Opinión

cara a cara

2 de noviembre de 2019, 3:00 AM
2 de noviembre de 2019, 3:00 AM

El Día de los Fieles Difuntos encuentra al país convulsionado. Como nadie se olvida de sus muertos, le han destinado parte de su tiempo y vida cotidiana a recordarlos con todos sus sentimientos.

La fe, la religiosidad, las costumbres hacen que hoy el paréntesis sea diferente, se llene de recuerdos y de suspiros. Los camposantos se ocuparán de testimoniar el sentir de las familias, los seres más queridos en la intimidad. 

Hoy no es un día más, es de introspecciones, de reencuentro y homenajes. Pueden ser de distintas maneras.

Más calmos y neutros, o sufridos y tristes. Cuando los muertos duelen, el tiempo se congela y nos cala hasta los huesos.

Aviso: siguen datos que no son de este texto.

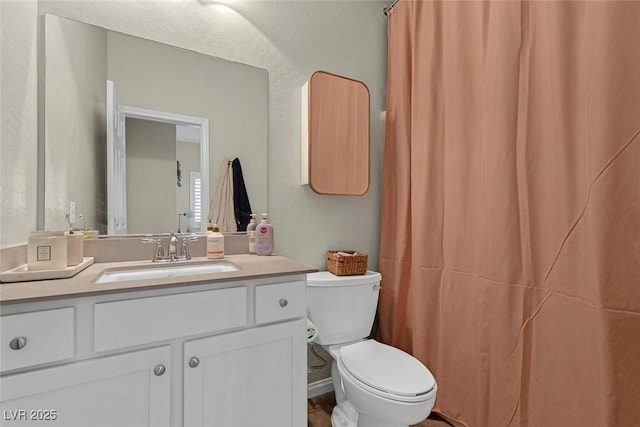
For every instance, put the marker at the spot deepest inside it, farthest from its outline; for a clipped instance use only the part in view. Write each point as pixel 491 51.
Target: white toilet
pixel 376 385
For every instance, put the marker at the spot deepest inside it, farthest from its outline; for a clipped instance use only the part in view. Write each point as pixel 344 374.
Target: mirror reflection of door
pixel 161 195
pixel 116 163
pixel 155 173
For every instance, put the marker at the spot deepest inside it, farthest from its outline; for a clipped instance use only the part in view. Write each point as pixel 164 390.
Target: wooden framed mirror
pixel 335 134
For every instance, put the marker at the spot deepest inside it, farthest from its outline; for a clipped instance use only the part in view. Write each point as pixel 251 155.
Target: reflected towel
pixel 221 209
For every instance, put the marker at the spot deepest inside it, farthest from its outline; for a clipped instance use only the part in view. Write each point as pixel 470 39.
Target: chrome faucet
pixel 172 253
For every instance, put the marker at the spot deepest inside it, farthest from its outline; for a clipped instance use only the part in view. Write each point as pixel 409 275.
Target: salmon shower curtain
pixel 510 248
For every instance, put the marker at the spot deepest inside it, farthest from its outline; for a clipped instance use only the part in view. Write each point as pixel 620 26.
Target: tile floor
pixel 319 413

Ojalá sea cierto eso lo que muchos dicen por ahí. Este país llega al borde del precipicio y frena. Nadie quiere el despeñadero ni vivir al borde de un ataque de histeria. Hay momentos más frenéticos que otros y hay declaraciones que encrespan los estados. 

No es una región, sino varias, las que sienten su paz y su futuro amenazados. 

Los escenarios de posibles soluciones parecen nublarse. Mientras gane la intolerancia y la violencia, más lejos estará el punto de encuentro, de diálogo y de concertación.

El país necesita certidumbre y madurez para resolver cualquier tipo de crisis. Quienes conducen los mejores criterios y las buenas ideas debieran ser hoy más escuchados para evitar más enfrentamientos fratricidas, que no le hacen bien al presente ni al futuro de Bolivia.